Spend-based data is easy to get


Companies often struggle with data collection when they want to assess their carbon footprint. With the spend-based method, data can easily be found by companies. Financial spend is already collected for accounting purposes. It is reasonably well organised and at a company’s fingertips, allowing organisations to rapidly assess their carbon emissions.

The spend-based method is comprehensive


Input-output models have been built to deal with economic flows’ complexity and interdependencies. This means financial emissions factors are quite comprehensive, taking into account a multitude of inputs (and therefore emissions) from different economic sectors.

The spend-based method helps to prioritise efforts


Using the spend-based method helps organisations to rapidly identify carbon hotspots (spend areas that are associated with the highest carbon emissions). This is useful to prioritise decarbonisation efforts and focus on suppliers that have a large impact on carbon emissions.

The prosecution: 3 shocking revelations about the spend-based carbon method


The spend-based method is averagely average


Spend-based methods uses average of averages to be able to distil the complexity of all those economic flows. It will not be using accurate data based on a specific transaction between two companies. Instead, it is based on industry-wide averages. It will therefore not give an accurate measure of a company’s emissions associated with purchasing goods and services. You can read more about using average data in carbon accounting here.

The spend-based method puts too much weight on price


Image you did a really good deal with your supplier, after a hardcore negotiation, and manage to reduce the price. If you use the spend-based method to measure the carbon emissions associated with this purchase, the lower price you negotiated would lead to a lower carbon footprint. Yet the quantity would remain the same. It would not accurately reflect your actual carbon emissions.

The spend-based method isn't action-oriented


The point of assessing your carbon impact is to do something about it. But using the spend-based method gives you insufficient detail to guide or track carbon reduction actions. To reduce your carbon emissions with the spend-based method, you could buy less (which is, to be fair, a carbon-positive action, but not necessarily one your business can undertake), buy different types of things (not always possible unless you change your business model), or pay less for the same good/service (which in reality would not impact your carbon emissions).

All carbon accounting models are wrong, but all have a purpose


The spend-based model is not the only carbon accounting model to have its benefits and flaws. There are three alternative model to assessing emissions:

  • Proxy models for usage (e.g. the average fuel used by a typical business vehicle, or average power used per sqm of a typical building).

  • Actual usage (e.g. units of measurement for a specific asset or activity, like kWh of energy, distance travelled or litres of fuel used) set against typical carbon intensities.
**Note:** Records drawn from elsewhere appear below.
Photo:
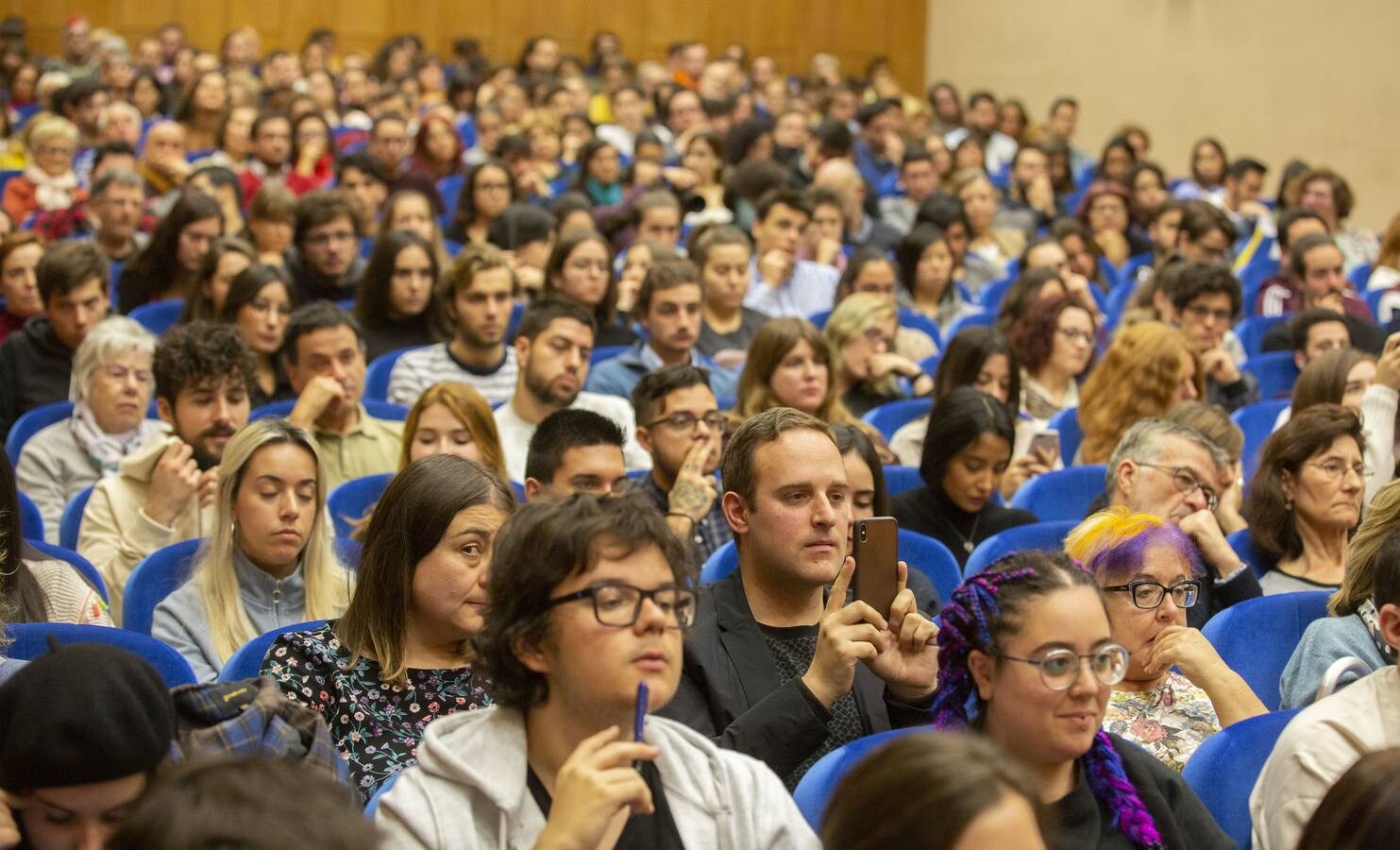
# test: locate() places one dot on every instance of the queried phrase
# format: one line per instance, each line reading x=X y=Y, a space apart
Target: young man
x=324 y=354
x=681 y=425
x=777 y=668
x=779 y=283
x=325 y=260
x=478 y=293
x=552 y=346
x=164 y=492
x=37 y=360
x=574 y=451
x=668 y=308
x=588 y=603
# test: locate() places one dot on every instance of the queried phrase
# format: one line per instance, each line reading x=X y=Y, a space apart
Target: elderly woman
x=110 y=391
x=1307 y=498
x=1176 y=692
x=49 y=181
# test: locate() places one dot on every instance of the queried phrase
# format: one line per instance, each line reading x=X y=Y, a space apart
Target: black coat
x=730 y=689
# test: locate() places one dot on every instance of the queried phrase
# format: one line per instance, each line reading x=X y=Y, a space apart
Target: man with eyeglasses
x=681 y=426
x=1168 y=469
x=588 y=604
x=668 y=307
x=1203 y=300
x=779 y=667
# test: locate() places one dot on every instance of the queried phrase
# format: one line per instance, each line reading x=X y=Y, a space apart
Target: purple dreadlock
x=973 y=618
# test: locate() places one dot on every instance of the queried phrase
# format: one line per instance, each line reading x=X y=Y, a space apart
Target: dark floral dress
x=376 y=724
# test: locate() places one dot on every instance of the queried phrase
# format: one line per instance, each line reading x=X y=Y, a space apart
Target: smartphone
x=1046 y=446
x=875 y=548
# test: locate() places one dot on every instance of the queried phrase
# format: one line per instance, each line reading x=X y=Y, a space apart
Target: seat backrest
x=246 y=660
x=31 y=640
x=156 y=576
x=1039 y=536
x=1235 y=633
x=32 y=422
x=1225 y=766
x=1061 y=493
x=351 y=502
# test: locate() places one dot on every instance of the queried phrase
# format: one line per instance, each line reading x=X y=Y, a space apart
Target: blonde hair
x=854 y=315
x=327 y=582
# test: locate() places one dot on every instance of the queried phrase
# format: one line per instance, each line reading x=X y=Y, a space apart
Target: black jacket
x=730 y=689
x=34 y=370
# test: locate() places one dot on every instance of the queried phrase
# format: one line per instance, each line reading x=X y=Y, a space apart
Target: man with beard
x=553 y=346
x=476 y=293
x=164 y=492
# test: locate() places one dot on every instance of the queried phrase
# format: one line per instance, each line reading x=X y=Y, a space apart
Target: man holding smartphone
x=776 y=667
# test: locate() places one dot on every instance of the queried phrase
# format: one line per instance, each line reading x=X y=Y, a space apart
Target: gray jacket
x=182 y=620
x=468 y=790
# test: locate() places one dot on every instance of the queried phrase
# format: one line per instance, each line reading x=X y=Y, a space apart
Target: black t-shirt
x=641 y=832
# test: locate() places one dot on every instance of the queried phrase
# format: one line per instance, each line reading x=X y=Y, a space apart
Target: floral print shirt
x=376 y=724
x=1170 y=722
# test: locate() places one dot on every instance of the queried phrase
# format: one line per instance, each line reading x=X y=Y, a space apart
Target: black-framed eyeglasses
x=619 y=604
x=1060 y=668
x=1150 y=594
x=1186 y=484
x=683 y=420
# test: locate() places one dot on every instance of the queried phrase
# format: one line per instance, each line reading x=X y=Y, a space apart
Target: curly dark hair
x=199 y=353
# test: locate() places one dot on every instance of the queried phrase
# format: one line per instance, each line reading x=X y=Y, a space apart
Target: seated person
x=967 y=452
x=1014 y=646
x=1305 y=499
x=668 y=308
x=37 y=360
x=774 y=668
x=1176 y=690
x=681 y=426
x=1327 y=737
x=587 y=604
x=476 y=295
x=1353 y=626
x=110 y=392
x=75 y=702
x=324 y=356
x=164 y=493
x=267 y=560
x=420 y=592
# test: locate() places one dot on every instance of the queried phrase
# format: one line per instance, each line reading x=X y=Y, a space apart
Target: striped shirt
x=417 y=370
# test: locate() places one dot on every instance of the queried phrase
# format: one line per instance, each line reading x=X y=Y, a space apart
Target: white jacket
x=468 y=790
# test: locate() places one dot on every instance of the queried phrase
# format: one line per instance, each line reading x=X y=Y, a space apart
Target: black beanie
x=83 y=713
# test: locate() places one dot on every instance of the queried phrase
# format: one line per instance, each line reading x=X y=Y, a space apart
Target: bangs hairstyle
x=1113 y=542
x=541 y=546
x=409 y=521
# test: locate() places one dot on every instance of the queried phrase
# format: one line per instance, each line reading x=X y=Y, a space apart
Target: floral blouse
x=376 y=724
x=1170 y=722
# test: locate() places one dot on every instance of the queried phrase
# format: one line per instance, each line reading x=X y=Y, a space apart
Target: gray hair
x=112 y=338
x=1142 y=443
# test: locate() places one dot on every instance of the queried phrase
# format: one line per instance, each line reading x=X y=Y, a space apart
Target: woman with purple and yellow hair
x=1148 y=570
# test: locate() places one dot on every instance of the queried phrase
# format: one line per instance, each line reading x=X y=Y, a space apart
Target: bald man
x=861 y=229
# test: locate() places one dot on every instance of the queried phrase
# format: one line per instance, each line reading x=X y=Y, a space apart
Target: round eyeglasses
x=1060 y=668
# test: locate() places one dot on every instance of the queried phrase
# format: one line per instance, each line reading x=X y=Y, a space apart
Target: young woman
x=967 y=452
x=1176 y=690
x=395 y=301
x=267 y=562
x=1031 y=647
x=226 y=260
x=400 y=657
x=260 y=303
x=168 y=266
x=580 y=269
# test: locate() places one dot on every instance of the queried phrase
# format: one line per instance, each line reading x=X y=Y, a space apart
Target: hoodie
x=468 y=790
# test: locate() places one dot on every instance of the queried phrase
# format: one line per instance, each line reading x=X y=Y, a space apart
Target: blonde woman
x=269 y=560
x=861 y=333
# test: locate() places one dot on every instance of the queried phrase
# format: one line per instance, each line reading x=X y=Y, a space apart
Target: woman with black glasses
x=1147 y=569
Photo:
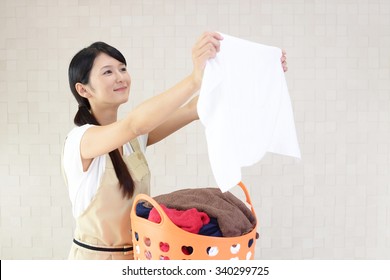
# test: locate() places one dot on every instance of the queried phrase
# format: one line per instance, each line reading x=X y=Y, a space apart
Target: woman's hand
x=205 y=48
x=283 y=60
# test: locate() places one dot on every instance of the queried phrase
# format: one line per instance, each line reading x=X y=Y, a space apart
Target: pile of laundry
x=205 y=211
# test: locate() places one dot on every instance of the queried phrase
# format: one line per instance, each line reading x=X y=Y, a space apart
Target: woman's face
x=109 y=82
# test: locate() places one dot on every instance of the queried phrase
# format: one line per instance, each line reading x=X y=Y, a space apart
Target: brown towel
x=234 y=217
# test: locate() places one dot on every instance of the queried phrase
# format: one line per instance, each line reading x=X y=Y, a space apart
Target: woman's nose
x=119 y=76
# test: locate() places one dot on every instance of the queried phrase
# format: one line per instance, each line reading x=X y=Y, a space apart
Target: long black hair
x=79 y=72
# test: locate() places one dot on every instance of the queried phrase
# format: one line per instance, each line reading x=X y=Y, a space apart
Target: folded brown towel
x=234 y=217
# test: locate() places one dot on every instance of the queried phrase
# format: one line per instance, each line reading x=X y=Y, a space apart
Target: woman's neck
x=105 y=116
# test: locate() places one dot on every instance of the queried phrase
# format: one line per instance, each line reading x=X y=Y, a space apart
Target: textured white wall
x=334 y=204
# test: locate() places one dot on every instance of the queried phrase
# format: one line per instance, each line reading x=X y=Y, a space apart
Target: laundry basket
x=166 y=241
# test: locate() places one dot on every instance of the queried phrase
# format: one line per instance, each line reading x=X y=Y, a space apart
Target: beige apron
x=103 y=231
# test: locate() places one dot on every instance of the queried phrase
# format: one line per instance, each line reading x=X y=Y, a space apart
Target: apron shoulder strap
x=135 y=145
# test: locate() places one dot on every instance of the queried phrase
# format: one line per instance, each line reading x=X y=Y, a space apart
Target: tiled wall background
x=333 y=204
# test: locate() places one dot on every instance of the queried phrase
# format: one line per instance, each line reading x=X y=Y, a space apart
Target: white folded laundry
x=245 y=107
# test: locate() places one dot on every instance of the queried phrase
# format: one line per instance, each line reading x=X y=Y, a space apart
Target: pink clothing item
x=190 y=220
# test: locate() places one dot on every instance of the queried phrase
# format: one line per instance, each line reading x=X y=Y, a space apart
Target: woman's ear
x=82 y=90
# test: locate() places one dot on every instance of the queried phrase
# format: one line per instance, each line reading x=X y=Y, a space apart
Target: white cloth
x=83 y=185
x=246 y=109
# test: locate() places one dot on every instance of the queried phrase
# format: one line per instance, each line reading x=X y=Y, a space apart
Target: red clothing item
x=190 y=220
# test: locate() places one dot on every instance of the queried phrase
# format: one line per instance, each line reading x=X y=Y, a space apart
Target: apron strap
x=103 y=249
x=135 y=145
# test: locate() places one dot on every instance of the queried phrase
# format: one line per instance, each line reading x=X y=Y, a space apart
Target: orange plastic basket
x=163 y=241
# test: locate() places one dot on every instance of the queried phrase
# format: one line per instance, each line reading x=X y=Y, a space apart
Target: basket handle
x=248 y=198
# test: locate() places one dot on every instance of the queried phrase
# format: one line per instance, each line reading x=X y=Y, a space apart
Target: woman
x=103 y=158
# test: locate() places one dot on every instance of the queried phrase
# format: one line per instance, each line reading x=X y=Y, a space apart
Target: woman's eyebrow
x=110 y=66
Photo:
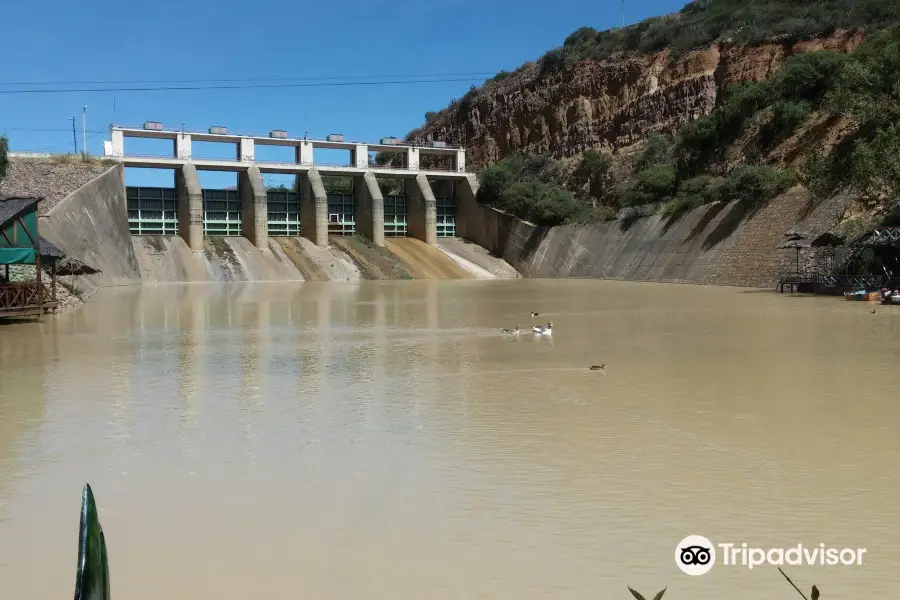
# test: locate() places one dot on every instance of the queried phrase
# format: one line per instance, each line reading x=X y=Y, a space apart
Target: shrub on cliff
x=4 y=159
x=754 y=183
x=702 y=22
x=542 y=203
x=531 y=186
x=866 y=90
x=657 y=183
x=595 y=173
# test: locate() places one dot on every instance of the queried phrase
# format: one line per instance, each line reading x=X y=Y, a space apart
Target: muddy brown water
x=383 y=440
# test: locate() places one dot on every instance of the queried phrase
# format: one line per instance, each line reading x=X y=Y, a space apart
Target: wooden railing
x=26 y=298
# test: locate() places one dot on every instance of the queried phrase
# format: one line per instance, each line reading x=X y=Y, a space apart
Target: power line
x=233 y=87
x=36 y=130
x=249 y=79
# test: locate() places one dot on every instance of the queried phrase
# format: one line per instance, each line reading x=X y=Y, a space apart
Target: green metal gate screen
x=395 y=216
x=151 y=211
x=221 y=212
x=341 y=214
x=284 y=212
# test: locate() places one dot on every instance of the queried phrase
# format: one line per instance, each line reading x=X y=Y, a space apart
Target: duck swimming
x=538 y=330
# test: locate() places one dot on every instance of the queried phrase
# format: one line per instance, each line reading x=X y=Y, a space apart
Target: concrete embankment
x=167 y=259
x=717 y=244
x=424 y=261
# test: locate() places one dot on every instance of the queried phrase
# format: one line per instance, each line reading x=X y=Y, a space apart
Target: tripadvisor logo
x=696 y=555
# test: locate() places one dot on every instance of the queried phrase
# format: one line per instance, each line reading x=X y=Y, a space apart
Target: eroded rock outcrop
x=605 y=105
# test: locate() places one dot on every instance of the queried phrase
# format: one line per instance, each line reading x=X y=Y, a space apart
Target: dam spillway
x=426 y=209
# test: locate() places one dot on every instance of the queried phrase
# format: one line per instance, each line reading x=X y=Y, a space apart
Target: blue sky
x=60 y=41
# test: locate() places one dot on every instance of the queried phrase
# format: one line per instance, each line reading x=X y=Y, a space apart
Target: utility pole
x=84 y=130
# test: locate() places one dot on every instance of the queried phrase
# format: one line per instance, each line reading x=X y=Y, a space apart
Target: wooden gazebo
x=20 y=244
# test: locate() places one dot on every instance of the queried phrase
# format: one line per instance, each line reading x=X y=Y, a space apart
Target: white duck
x=538 y=330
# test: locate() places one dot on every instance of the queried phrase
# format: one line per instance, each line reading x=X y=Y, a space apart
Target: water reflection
x=387 y=438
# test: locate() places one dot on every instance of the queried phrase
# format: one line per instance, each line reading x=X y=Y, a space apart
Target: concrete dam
x=185 y=233
x=405 y=219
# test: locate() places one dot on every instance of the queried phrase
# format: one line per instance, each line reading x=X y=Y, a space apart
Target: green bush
x=531 y=186
x=865 y=89
x=4 y=159
x=657 y=152
x=807 y=77
x=697 y=143
x=754 y=183
x=657 y=183
x=702 y=22
x=541 y=203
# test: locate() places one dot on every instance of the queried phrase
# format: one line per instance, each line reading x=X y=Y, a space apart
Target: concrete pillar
x=412 y=159
x=118 y=142
x=313 y=208
x=189 y=202
x=304 y=153
x=421 y=211
x=359 y=157
x=246 y=150
x=254 y=207
x=369 y=208
x=468 y=212
x=183 y=146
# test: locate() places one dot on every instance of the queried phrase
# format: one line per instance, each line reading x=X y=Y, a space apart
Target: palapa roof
x=13 y=206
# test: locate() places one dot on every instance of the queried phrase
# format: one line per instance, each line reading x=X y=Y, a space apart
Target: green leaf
x=635 y=594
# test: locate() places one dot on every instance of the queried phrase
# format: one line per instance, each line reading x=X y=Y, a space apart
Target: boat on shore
x=862 y=296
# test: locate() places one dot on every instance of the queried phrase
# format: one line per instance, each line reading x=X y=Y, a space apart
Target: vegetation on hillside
x=690 y=168
x=701 y=23
x=4 y=159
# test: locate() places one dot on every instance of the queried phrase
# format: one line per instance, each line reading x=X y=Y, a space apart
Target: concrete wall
x=714 y=244
x=313 y=208
x=189 y=204
x=168 y=259
x=254 y=207
x=91 y=225
x=369 y=208
x=421 y=211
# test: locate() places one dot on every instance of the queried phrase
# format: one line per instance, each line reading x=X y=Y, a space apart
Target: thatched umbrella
x=72 y=266
x=798 y=241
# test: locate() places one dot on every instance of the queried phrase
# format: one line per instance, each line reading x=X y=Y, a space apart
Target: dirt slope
x=424 y=261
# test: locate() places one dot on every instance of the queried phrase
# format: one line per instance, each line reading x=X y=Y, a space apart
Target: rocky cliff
x=609 y=104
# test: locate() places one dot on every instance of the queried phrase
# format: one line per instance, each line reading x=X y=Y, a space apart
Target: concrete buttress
x=313 y=208
x=369 y=208
x=421 y=212
x=467 y=207
x=254 y=207
x=189 y=199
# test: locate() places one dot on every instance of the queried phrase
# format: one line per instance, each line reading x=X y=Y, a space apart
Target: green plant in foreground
x=813 y=595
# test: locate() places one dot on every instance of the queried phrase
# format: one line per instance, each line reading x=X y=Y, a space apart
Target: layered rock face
x=606 y=105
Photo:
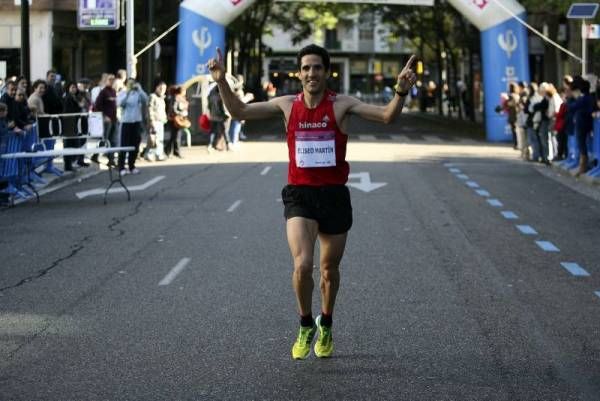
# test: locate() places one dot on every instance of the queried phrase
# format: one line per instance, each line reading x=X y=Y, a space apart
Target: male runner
x=316 y=199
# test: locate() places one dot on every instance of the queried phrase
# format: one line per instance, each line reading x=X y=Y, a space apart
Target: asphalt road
x=184 y=293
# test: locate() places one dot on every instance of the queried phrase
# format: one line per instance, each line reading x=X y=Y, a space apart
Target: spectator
x=521 y=125
x=35 y=102
x=157 y=113
x=133 y=102
x=179 y=112
x=582 y=109
x=3 y=113
x=100 y=85
x=9 y=100
x=23 y=84
x=541 y=123
x=560 y=126
x=554 y=103
x=235 y=126
x=52 y=96
x=217 y=121
x=75 y=102
x=512 y=106
x=71 y=104
x=107 y=104
x=120 y=81
x=25 y=117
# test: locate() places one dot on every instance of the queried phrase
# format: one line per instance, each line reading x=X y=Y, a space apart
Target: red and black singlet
x=316 y=145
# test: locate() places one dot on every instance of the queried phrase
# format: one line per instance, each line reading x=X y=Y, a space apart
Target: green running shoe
x=324 y=344
x=301 y=348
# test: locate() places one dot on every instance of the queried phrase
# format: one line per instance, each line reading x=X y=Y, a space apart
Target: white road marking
x=371 y=138
x=509 y=215
x=235 y=205
x=547 y=246
x=174 y=272
x=364 y=183
x=527 y=230
x=575 y=269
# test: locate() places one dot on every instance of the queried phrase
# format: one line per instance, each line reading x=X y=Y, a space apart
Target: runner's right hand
x=216 y=68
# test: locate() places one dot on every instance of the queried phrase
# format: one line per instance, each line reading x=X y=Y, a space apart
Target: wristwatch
x=401 y=94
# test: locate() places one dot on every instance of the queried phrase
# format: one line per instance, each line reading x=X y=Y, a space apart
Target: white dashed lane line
x=575 y=269
x=527 y=230
x=547 y=246
x=495 y=203
x=234 y=206
x=174 y=272
x=507 y=214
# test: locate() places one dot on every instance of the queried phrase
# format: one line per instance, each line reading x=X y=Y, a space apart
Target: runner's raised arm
x=238 y=109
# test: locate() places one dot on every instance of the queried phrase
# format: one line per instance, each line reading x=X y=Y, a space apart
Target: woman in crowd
x=179 y=121
x=133 y=102
x=157 y=113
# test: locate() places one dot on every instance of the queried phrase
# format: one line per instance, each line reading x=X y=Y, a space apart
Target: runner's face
x=312 y=74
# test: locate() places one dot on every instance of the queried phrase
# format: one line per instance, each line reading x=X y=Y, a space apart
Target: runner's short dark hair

  • Supplier-specific such as assigning an emissions value to how much something has been used based on who produced or provided it (e.g. a particular supplier’s energy provision, or the embodied carbon in one producer’s laptops).

All of these methods, including the spend-based method have something in common: none are really measuring carbon emissions, they are always modelling them. And all these methods have their use when assessing a business’ carbon footprint.


How does xtonnes manage carbon emissions modelling?


At xtonnes, we’ve always been a bit suspicious of the spend-based method, because we are very attached to action-driven data. It is why our software allows you to use different methods to assess your carbon emissions.


Nevertheless, the spend-based method is a great screening tool for deciding where to put data collection efforts when measuring Scope 3 emissions (both to inform supply chain mapping and to provide early insights during new product development).


It should be used with other methods to maximise impact. Using different methods is always challenging but necessary– so that’s something we’ve worked hard to incorporate into the xtonnes software!